Foodworks, the Groundworks-run community resource in Brattleboro, increased its storage capacity while transforming the shopping experience at their new Canal Street location where shoppers are invited to pick up the food they need for free.
Food Connects visited the location last month to participate in a trauma and food focused community of practice with a group of Groundworks staff. The group was formed as a result of the Food and Trauma Training Food Connects put on last spring, in collaboration with Equity Solutions, and their takeaways from the training are present throughout the new community resource.
Upon arriving that morning, the Food Connects team stepped into the waiting room. Natural light streamed through the floor-to-ceiling windows, creating an inviting space for shoppers to hang out until it’s their turn. After checking in at the reception desk, shoppers can grab a cart or basket and walk the isles of food. Clear signage guides shoppers throughout the experience and indicates which items are limited, making it easy for first-time shoppers to feel right at home.
Shortly after their arrival, Ava Howard, the Foodworks assistant, pulled around back with a delivery of frozen meats, fresh produce, and cakes. As the team lent a hand unloading the truck they learned more about the decisions that went into creating a sensitive and welcoming space. Food placement is one area where some changes accompanied the move. While the desserts used to be located at the entrance, which are limited to one per household per month, weekly fresh produce now greet shoppers entering the store—items that are available to everyone and a healthy staple. “We tried to organize the space so that weekly items are the most easily accessible and monthly items are somewhat hidden” Christine Colascione, the Foodworks coordinator, said. “Now, weekly shoppers don't have to feel bad walking past items they can't access.”

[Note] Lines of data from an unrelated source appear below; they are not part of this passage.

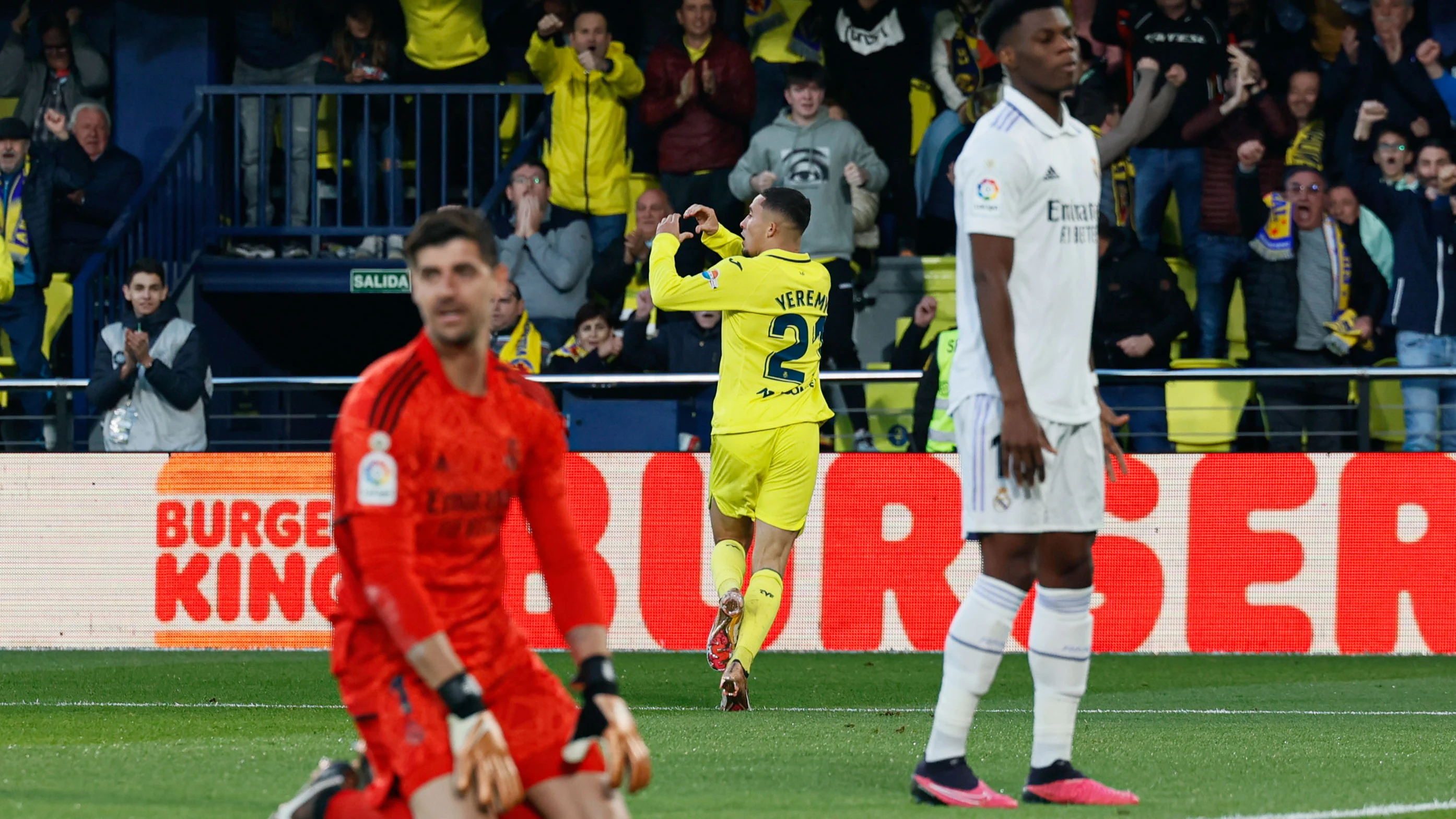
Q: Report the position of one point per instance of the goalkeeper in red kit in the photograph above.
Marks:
(461, 719)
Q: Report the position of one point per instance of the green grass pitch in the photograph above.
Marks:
(849, 753)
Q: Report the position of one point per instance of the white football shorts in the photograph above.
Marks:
(1072, 499)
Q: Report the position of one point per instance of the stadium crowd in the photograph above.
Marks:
(1203, 108)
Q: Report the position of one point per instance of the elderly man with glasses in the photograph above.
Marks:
(1312, 295)
(67, 72)
(85, 216)
(548, 253)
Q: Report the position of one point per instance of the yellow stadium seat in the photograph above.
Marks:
(1203, 416)
(328, 139)
(1187, 279)
(1189, 283)
(922, 111)
(891, 412)
(937, 327)
(1237, 334)
(1388, 410)
(940, 282)
(57, 309)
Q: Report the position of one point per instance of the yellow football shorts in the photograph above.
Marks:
(766, 475)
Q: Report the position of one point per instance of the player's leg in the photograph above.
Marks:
(782, 508)
(760, 608)
(439, 799)
(979, 631)
(538, 719)
(580, 796)
(1059, 648)
(734, 483)
(973, 653)
(730, 563)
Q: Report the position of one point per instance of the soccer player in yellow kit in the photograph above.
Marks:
(768, 410)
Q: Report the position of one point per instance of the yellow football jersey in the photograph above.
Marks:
(773, 325)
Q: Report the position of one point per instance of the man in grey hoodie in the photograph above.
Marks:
(548, 253)
(821, 158)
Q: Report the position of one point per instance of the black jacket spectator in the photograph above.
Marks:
(1272, 288)
(1136, 294)
(36, 80)
(1403, 87)
(56, 170)
(1416, 225)
(1191, 41)
(82, 226)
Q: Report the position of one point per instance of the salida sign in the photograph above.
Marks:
(1219, 553)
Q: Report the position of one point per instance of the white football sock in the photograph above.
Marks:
(973, 650)
(1059, 650)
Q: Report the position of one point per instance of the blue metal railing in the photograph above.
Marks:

The registration process was streamlined and it’s now easy to get in and get the food community members need. A staff member is always at the registration desk, ensuring that shoppers can count on a familiar face to greet them when they enter. “Changing [registration] from a volunteer role to a staff-only role is one of the biggest changes we made in an attempt to be more trauma-informed.” Christine said, “Having this be a staff-only role has allowed much more consistency, familiarity, and comfort for patrons.” At check-out, another staff member or volunteer helps shoppers bag their food and answer any questions they may have.
It's these little changes that the Foodworks staff have found make a big difference when welcoming the community. Being upfront about expectations at registration and explaining the rationale behind the rules has led to a common understanding. Altering their hours so that donation pick-ups could be finished by the time Foodworks opens means that shoppers can rely on a more consistent experience and food selection each time they visit.
Overall, Christine has received mainly positive feedback. Shoppers have credited the waiting room, improved lighting, improved parking, and increased space as big improvements that have led to an experience more akin to your typical grocery store.
Along with comfy chairs and a little library, the waiting room has space for food demos and tastings. Foodworks is looking for volunteers to put on demos highlighting the produce available on the shelves and also be a source of knowledge for shoppers looking for cooking advice. Christine also noted that food donations are low this time of year and welcomes shelf stable items as well as garden produce.
You don’t need to be experiencing homelessness to shop at Foodworks. Swing by during their open hours and talk to a staff member to learn more about how you can access this community resource. Foodworks is proud to serve the entire community and understands that sometimes folks need a lot of food assistance, and sometimes shoppers just need help with items like produce and bread which are often prohibitively expensive at the grocery store. With all these changes, their goal has been to eliminate stigma about accessing Foodworks
Foodworks is located at 141 Canal Street and can be reached by phone at (802) 490-2412.
Their hours are:
Tuesday Seniors 12-2, Everyone 2-4
Last Saturday of each month 9-12
Food Connects is an entrepreneurial non-profit that delivers locally produced food as well as educational and consulting services aimed at transforming local food systems. The Food Hub aggregates and delivers from over 60 local farms and food producers to over 120 buyers in southeast Vermont, southwest New Hampshire, and western Massachusetts. Their educational services focus Farm to School programming. Acknowledged as a statewide leader, the program supports over 30 schools to increase local food purchasing, school meal participation, and food, farm, and nutrition education. Together these core programs contribute to a vibrant local economy by increasing local food purchases by schools and improving students’ nutrition and academic performance. Additionally, Food Connects is frequently hired to provide leadership and consulting services for efforts aimed at transforming local food systems in the New England region.
Foodworks is a program of Groundworks Collaborative which was established in 2015 following the merger of two well-established organizations: the Brattleboro Area Drop In Center and Morningside Shelter (having previously been in existence for 27 and 36 years respectively). Groundworks Collaborative provides ongoing support to families and individuals facing a full continuum of housing and food insecurities in the greater Brattleboro area.
Foodworks provides daily food support to those experiencing homelessness, and monthly plus weekly supplemental food support for those who have stable housing, serving on average 1,000 of our region’s community members each month.